Safety of New York’s Roadways at Risk While Staged Accidents Go Unpunished
New York, NY—June 8…New Yorkers Stand Against Insurance Fraud (NYSAIF) was joined today by the leading auto organization AAA New York and Assemblyman David Weprin (D-Queens Village) to highlight the economic impact and safety risks associated with no- fault insurance fraud–one of the state’s fastest growing crimes. AAA New York joined the call on the Assembly to pass “Alice’s Law,” which would toughen penalties against those who stage accidents.
“Insurance fraud is a crime that costs everyone billions of dollars every year, and in the case of Alice Ross and others, their lives,” said AAA New York spokesman Robert Sinclair. “New Yorkers pay some of the highest insurance rates in the country, with drivers in our region suffering under the tremendous burdens of high rates, high tolls, high repair costs, high fees and surcharges and the resulting high anxiety. With 1.6 million members, AAA New York urges the Assembly to pass the pending bills that would make staging auto crashes a felony to help provide needed relief to the insured of New York.”
New York City drivers pay approximately 60 to 300 percent more than the statewide average for no-fault insurance coverage. New York as a whole was suffered from fraud costs ranging from roughly $250 million in 2010 and billions since 2005. Recent busts of major auto insurance fraud rings highlight how criminals have been able to capitalize on the loopholes in the state’s no-fault insurance laws.
“We’re thrilled to have the premier automobile organization AAA New York on our side,” said NYSAIF Spokesman David Schwartz, also a former Brooklyn Assistant District Attorney. “The Assembly needs to consider the state’s ten million registered drivers, law enforcement officials and organizations like AAA that are fighting for reform of the state’s no-fault insurance laws. With only two weeks left of session, action is needed immediately.”

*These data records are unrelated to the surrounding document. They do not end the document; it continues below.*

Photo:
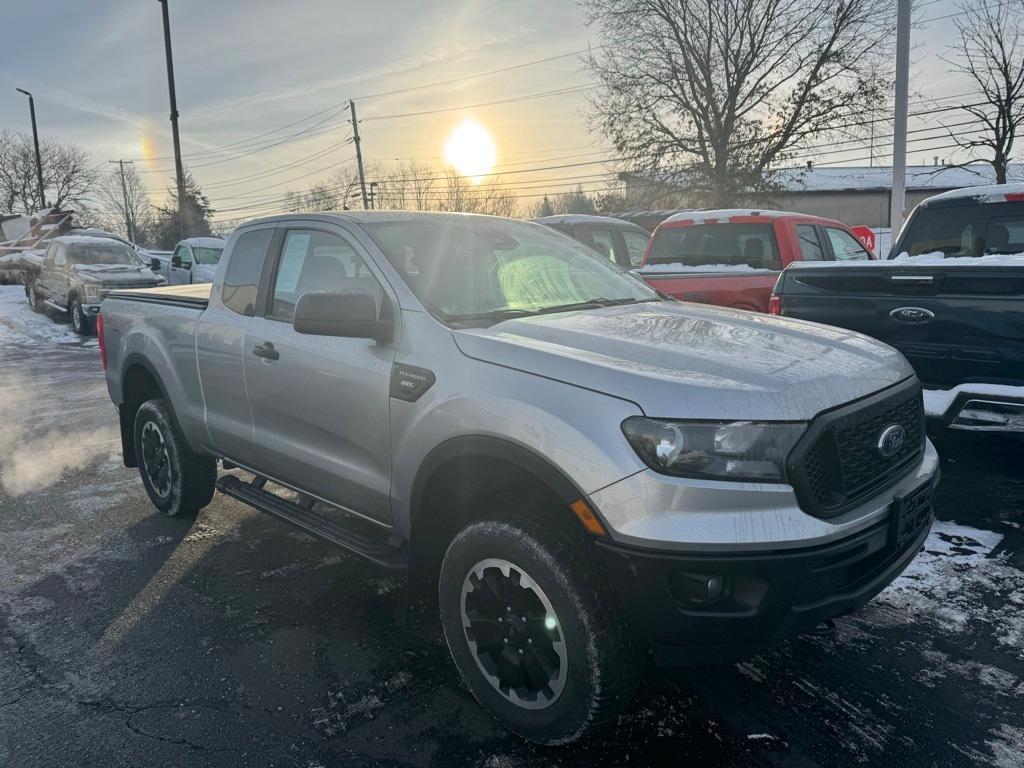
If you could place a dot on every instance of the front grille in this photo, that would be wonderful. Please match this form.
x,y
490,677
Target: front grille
x,y
838,464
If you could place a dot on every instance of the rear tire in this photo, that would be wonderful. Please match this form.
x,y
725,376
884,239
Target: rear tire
x,y
577,668
178,480
79,321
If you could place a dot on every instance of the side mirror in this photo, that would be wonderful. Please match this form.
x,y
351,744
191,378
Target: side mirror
x,y
352,314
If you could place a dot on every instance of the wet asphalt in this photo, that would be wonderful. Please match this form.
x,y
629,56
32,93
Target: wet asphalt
x,y
128,639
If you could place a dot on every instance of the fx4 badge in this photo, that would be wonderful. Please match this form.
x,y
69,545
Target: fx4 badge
x,y
911,314
409,382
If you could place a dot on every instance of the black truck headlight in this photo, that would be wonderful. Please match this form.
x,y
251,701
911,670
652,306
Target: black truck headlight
x,y
715,451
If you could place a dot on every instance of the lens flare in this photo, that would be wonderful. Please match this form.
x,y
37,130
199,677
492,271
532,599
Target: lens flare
x,y
471,151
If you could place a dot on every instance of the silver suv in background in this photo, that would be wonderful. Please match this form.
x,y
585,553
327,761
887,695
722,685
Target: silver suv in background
x,y
574,472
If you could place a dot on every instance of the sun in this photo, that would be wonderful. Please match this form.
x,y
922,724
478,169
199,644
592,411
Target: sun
x,y
471,151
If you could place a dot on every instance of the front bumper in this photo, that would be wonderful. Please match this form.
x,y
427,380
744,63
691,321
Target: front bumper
x,y
762,597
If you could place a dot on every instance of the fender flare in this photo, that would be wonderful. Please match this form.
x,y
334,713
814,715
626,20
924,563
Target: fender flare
x,y
492,448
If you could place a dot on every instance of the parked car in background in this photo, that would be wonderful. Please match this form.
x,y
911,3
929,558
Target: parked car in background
x,y
194,260
621,242
733,257
951,301
574,472
79,270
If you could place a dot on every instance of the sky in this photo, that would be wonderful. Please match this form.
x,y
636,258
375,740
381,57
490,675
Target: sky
x,y
245,69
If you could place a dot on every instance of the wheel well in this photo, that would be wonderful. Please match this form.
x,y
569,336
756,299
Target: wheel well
x,y
137,386
464,488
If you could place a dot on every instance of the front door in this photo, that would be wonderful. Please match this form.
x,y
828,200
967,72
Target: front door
x,y
320,403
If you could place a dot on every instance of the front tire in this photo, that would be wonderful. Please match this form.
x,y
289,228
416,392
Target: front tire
x,y
79,321
179,481
35,300
536,629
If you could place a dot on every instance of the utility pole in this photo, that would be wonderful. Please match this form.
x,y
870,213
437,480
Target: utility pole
x,y
35,138
358,157
178,170
129,221
898,199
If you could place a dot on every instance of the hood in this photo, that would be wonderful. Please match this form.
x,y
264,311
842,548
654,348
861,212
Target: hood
x,y
694,361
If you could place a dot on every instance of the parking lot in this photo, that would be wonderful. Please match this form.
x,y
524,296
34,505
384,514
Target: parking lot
x,y
131,639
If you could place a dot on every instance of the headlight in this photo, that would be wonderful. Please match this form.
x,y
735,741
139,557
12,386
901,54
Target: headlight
x,y
717,451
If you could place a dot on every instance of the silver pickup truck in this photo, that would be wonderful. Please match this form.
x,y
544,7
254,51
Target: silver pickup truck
x,y
577,473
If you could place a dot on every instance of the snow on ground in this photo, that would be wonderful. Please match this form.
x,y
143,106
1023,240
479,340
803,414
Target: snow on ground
x,y
946,585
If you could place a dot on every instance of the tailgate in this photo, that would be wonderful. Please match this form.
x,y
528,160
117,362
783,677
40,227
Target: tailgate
x,y
749,289
954,324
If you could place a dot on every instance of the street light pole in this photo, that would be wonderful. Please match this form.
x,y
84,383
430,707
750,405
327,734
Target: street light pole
x,y
35,138
178,170
898,200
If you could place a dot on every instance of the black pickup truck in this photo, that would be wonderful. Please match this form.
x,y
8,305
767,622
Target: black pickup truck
x,y
950,298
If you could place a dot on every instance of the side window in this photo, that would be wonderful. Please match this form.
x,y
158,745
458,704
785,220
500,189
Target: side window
x,y
244,268
636,244
845,246
810,247
183,253
604,242
318,261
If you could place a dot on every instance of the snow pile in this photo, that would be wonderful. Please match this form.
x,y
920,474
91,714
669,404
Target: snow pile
x,y
946,585
676,267
937,401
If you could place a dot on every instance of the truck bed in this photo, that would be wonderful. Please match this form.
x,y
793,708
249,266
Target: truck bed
x,y
195,296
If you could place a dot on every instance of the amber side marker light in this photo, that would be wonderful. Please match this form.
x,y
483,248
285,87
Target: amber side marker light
x,y
587,517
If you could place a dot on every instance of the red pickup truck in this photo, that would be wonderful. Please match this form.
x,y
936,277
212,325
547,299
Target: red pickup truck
x,y
733,257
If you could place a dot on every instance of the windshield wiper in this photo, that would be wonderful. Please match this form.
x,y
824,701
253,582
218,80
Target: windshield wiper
x,y
595,303
493,315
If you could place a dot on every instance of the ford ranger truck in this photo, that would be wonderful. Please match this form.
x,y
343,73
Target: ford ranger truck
x,y
578,474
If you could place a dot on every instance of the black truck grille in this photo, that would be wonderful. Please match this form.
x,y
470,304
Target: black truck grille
x,y
838,463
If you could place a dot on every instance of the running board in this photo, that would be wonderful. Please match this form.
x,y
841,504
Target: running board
x,y
377,550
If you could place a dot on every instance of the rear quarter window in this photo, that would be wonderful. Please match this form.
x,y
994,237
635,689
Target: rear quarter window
x,y
244,269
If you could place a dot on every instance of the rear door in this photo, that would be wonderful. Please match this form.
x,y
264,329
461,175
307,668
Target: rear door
x,y
320,403
954,324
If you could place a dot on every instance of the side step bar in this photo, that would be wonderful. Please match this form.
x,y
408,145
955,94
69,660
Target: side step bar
x,y
377,550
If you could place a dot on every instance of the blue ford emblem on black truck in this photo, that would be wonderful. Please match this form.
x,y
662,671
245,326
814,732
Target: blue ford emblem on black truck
x,y
891,440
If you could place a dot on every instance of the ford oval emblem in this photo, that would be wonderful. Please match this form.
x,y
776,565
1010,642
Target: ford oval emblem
x,y
891,440
911,314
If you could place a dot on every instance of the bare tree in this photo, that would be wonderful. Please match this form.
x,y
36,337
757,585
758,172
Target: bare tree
x,y
68,174
725,91
111,199
990,52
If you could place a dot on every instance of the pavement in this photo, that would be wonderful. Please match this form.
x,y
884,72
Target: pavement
x,y
130,639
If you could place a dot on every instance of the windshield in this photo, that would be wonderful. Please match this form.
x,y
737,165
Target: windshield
x,y
113,253
701,245
966,230
481,270
207,255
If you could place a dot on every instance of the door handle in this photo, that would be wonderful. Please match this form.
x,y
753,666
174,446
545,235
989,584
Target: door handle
x,y
266,351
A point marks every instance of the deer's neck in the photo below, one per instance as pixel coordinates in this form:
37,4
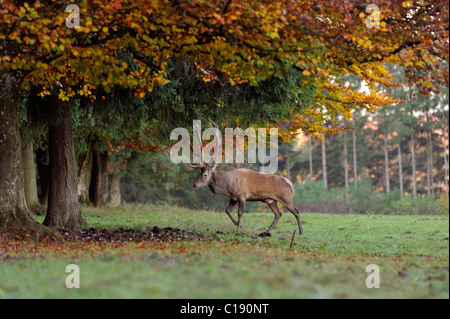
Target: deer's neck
217,183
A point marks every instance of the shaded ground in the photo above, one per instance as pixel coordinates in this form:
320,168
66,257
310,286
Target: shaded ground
120,235
201,254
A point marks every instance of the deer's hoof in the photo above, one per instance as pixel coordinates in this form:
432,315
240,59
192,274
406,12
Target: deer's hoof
265,234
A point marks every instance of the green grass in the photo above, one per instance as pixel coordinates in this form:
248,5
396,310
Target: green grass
328,261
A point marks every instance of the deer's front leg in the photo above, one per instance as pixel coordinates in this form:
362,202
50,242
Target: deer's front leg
230,206
240,211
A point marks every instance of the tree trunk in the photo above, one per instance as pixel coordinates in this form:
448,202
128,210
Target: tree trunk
42,161
324,165
429,165
445,170
386,163
288,166
400,170
15,218
100,172
116,198
430,154
62,209
84,173
345,165
355,163
30,183
310,158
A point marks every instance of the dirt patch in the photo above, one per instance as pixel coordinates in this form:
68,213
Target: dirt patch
167,234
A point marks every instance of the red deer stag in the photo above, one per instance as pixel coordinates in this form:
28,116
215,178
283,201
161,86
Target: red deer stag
241,185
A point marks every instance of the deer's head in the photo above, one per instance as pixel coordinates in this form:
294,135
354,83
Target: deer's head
206,171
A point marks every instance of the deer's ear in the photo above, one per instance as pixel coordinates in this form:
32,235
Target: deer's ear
213,166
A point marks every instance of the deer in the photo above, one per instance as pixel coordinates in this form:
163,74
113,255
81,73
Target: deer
242,184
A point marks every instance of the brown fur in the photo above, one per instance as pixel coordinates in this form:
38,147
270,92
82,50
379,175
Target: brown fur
242,185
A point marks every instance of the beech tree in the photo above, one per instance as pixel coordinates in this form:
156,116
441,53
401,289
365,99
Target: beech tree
243,42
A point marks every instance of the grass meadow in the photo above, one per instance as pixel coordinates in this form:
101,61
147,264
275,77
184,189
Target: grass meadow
214,259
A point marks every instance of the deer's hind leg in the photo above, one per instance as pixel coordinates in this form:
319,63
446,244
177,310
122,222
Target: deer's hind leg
230,206
290,206
273,206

“The New York State Assembly is engaged in serious deliberations on many issues important to New Yorkers, but I ask that “Alice’s Law” not be lost in the end-of-session shuffle,” Assemblyman Weprin said. “This common sense legislation easily passed in the State Senate, and I am 100% confident that it would pass in the Assembly if it were reported out committee and voted upon.”
“Alice’s Bill” is named after 71-year-old Queens grandmother, Alice Ross, who was killed in a staged accident nine years ago. The provisions of the bill stipulate that a person who operates a car and intentionally causes a collision with intent to commit insurance fraud would now face the charge of staging a motor vehicle accident. It would be a class D felony, punishable by up to seven years in prison. It overwhelmingly passed the Senate on March 22nd with a vote 58-1.